One of the key legal questions the five-judge Constitution Bench on Saturday answered was related to “adverse possession”, raised by the Uttar Pradesh Sunni Central Waqf Board, in its suit filed in 1961.
In simple terms, adverse possession is hostile possession of a property — which has to be continuous, uninterrupted and peaceful. The Bench concluded that the adverse possession claimed by Muslims was not continuous and exclusive in nature, and hence they could not assert the right of adverse possession.
The Bench reached its conclusion after Hindus were able to establish that the outer courtyard was in their possession after the British erected a railing around the Babri Masjid in 1858.
Why did the Muslim parties claim the right of adverse possession?
Paragraph 11(a) of the pleadings of Sunni Central Waqf Board specifically asked for setting up a plea of adverse possession. The plea was based on the assumption that even if a Hindu temple had existed at the site on which the Babri Masjid was constructed about 500 years ago, the Muslims had “perfected” their title by adverse possession by “long, exclusive and continuous possession”, because of which the title of the Hindu parties, if any, stood extinguished.

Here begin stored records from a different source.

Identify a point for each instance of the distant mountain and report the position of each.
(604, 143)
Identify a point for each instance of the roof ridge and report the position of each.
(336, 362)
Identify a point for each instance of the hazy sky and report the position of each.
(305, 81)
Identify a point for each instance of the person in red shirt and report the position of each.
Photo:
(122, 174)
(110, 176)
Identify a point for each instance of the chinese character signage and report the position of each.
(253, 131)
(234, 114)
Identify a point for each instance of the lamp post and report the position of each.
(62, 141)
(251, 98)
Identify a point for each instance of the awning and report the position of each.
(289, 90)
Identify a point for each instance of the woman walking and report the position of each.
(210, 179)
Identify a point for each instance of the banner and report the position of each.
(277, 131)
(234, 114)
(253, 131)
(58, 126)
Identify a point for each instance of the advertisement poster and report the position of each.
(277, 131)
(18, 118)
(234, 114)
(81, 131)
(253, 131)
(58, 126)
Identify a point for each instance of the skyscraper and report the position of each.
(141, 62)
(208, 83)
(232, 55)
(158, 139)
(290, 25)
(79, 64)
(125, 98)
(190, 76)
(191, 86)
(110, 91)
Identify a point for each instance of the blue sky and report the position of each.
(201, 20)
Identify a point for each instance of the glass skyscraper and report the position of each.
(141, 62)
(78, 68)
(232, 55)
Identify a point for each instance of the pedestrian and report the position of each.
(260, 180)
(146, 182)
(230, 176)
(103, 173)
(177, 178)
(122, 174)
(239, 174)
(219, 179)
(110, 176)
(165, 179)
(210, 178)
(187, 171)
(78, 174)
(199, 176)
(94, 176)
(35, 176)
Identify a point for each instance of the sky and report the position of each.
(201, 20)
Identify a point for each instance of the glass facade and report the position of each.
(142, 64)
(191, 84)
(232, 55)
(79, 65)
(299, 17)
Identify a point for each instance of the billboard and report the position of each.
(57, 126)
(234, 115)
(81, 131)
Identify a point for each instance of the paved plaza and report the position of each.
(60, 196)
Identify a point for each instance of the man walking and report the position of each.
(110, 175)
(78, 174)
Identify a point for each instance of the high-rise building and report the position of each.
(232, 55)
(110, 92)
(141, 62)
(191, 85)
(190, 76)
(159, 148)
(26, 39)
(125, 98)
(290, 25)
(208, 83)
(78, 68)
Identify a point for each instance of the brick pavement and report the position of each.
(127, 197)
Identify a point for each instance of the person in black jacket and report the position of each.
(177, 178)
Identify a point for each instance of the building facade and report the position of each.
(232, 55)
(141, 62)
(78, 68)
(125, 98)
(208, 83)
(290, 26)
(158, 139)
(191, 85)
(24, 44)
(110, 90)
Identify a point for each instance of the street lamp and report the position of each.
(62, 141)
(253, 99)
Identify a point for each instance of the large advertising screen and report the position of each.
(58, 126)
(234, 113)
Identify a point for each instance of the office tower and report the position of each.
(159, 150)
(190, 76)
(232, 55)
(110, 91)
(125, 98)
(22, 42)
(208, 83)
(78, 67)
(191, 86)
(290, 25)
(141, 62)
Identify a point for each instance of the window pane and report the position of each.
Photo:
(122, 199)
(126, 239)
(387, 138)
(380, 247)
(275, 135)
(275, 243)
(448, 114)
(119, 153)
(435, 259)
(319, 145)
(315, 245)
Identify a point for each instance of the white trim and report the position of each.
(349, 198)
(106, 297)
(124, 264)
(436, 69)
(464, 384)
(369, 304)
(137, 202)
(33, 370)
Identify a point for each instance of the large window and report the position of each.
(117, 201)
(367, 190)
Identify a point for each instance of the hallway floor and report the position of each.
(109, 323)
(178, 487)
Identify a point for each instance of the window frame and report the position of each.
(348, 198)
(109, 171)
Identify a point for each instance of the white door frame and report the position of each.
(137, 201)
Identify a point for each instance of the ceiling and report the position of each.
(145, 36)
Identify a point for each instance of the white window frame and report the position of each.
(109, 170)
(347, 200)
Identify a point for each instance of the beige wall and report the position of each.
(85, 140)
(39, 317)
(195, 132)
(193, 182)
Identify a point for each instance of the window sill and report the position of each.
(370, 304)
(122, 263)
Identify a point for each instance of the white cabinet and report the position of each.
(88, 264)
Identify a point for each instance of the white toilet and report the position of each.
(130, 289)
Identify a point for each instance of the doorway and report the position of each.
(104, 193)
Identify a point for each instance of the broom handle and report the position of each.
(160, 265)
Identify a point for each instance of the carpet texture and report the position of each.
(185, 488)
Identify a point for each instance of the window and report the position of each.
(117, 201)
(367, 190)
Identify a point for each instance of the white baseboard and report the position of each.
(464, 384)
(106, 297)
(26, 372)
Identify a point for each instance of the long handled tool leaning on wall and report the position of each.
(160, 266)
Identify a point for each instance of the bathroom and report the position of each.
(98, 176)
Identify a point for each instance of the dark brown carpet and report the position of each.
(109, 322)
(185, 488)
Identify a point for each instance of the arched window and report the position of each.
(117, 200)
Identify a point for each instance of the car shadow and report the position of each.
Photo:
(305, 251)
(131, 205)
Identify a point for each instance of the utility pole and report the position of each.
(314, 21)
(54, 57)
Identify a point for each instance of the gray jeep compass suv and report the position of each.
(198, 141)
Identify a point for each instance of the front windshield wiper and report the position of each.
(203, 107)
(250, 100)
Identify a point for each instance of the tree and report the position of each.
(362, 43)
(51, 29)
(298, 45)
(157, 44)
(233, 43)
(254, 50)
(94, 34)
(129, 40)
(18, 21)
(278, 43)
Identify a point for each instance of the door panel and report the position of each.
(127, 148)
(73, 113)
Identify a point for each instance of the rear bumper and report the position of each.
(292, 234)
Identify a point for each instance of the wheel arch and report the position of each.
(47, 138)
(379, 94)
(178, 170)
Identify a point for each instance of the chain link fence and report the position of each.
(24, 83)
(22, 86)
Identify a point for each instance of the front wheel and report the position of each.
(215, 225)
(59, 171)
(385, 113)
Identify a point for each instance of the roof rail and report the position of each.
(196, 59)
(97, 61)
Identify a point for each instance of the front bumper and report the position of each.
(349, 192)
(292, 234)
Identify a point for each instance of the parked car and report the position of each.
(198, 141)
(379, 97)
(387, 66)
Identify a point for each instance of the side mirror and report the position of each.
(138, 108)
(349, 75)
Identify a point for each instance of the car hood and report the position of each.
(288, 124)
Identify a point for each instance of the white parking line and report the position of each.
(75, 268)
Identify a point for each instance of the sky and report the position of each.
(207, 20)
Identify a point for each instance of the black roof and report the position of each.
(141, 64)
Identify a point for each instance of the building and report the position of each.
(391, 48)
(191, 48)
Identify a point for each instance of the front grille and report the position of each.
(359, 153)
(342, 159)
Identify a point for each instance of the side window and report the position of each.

This meant that the Muslim parties set up an alternate plea for adverse possession, if it was established by the Hindu parties that the mosque had been built at the site of the Hindu temple.
However, the Hindu parties argued that the disputed property was a juristic person, which cannot be acquired by adverse possession. It was argued that even if the image of the idol is broken, a deity is immortal — and thus the construction of the mosque on the land did not take away from its character as a deity.
And why did Muslims parties fail to establish their case?
The Bench held that the ingredients of adverse possession must be set up in the pleadings — and proved in evidence.
On evidence, the Bench said that the Muslim parties, “beyond stating” that they have been in long, exclusive and continuous possession beginning from the time when the mosque was built, have not been able to furnish any facts in support of adverse possession; importantly, the Bench pointed out that no records were made available by the Muslim parties with respect to possession for the period between 1528 and 1860.
On what constitutes the ingredients of adverse possession, the Bench relied on observations made by the former Supreme Court judge Justice S Rajendra Babu (in Karnataka Board of Wakf v Government of India). The Bench quoted the 2004 judgment: “A person who claims adverse possession should show: (a) on what date he came into possession, (b) what was the nature of his possession, (c) whether the factum of possession was known to the other party, (d) how long his possession has continued, and (e) his possession was open and undisturbed.”
Which effectively meant that the was onus on Muslims to prove with facts that the possession was undisturbed. Besides being unable to prove possession between 1528 and 1860, the Muslims also failed to establish that the possession was undisturbed.
The Bench observed: “…It is impossible for the plaintiffs (the Muslim parties) to set up a case of being in peaceful, open and continuous possession of the entire property. Dr Dhavan (counsel for Muslim parties) repeatedly asserted that the Muslims were obstructed in their offering worship at the mosque as a result of the illegalities of the Hindus…(Dhavan) refers to the incidents which took place in 1856-7, 1934 and 1949.
“The events which are associated with each of the above incidents constitute indicators in the ultimate finding that in spite of the existence of the structure of the mosque, possession as asserted by the Muslims cannot be regarded as meeting the threshold required for discharging the burden of a case of adverse possession.”